Maybe we are bound by feelings that we don’t belong or measure up. Maybe we are bound by worries that we don’t have enough to share. Maybe we bound by fear that there is too much to do. Maybe we are bound by exhaustion from trying to keep up. Maybe we are bound by guilt that we have been a part of creating the problems that Jesus wants to fix.
What about our church? Are we bound by looking backward to some glory days of generations past? Are we held back holding onto some 20th century understanding of what the church should look like, what the church should be? An organization that exists for the benefit of its members with big programs and busy classrooms? Are we restrained by rules of politeness that attempt to silence us from speaking up about gospel values – the values that hungry people should be fed, people with needs in body, mind, and spirit should be tended to, homes that are crumbling should be rebuilt for those who need them, not just those who can afford them, foundations like education and healthcare should be strengthen?
Whatever it is that holds us back, whatever spirit binds us – this is the good news for us today – Jesus has more power than it. Jesus lays his liberating hands upon us and frees us from our feelings of inadequacy, our worries about scarcity, our fear of the enormity of the task, our guilt for our place in it, our exhaustion from just looking at what is needed in the world. Jesus speaks to us the same words he spoke to the woman at the synagogue – Daughter of Abraham, be set free.
This is a promise, not just about her past and her ties to the ancestors of old, but also about her future. In this naming, Jesus fully includes the woman in the community, not because she is healed, remember those words are never said, but because she is free from anything and anyone who kept her out. He fully includes her in the covenant God made with Abraham that he and his descendants are blessed to be a blessing. This woman isn’t bound by the restrictions placed on her from someone beyond her, but instead she is free to embody God’s blessing, to be God’s blessing in the world.
Children of Abraham, Jesus sets us free. He unbinds us from our own expectations, from slavery to arbitrary metrics. Jesus sees us. Jesus loves us. Jesus frees us, stands us up straight so that we can see beyond what holds us back from serving his purposes in the creation around us, beyond this property that we think of as our own, serving only our interests. Jesus calls us children of Abraham and draws us into God’s covenant so that we will see ourselves as he sees us; we will know ourselves to be blessed to be a blessing.

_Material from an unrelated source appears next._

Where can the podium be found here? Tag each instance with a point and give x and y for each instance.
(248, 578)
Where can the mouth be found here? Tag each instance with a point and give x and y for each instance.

In him, we are set free from all that binds us – our own insecurities, outside forces the imposes their values on us, the systems that try to control us and exploit us. We are set free from looking down and looking back. We are set free from trying to look perfect instead of look outward. We are liberated from the practices of the past that held us inside instead of driving us out, that focused our attention on building structures rather than building God’s kin-dom.
We are set free from feeling we aren’t good enough, we don’t have enough, we can’t do enough because we have been liberated from anyone’s expectations but God’s own, and God sees us, God calls us, and God lifts us up for God’s purposes. We will be called repairers of the breach, restorers of streets to live in.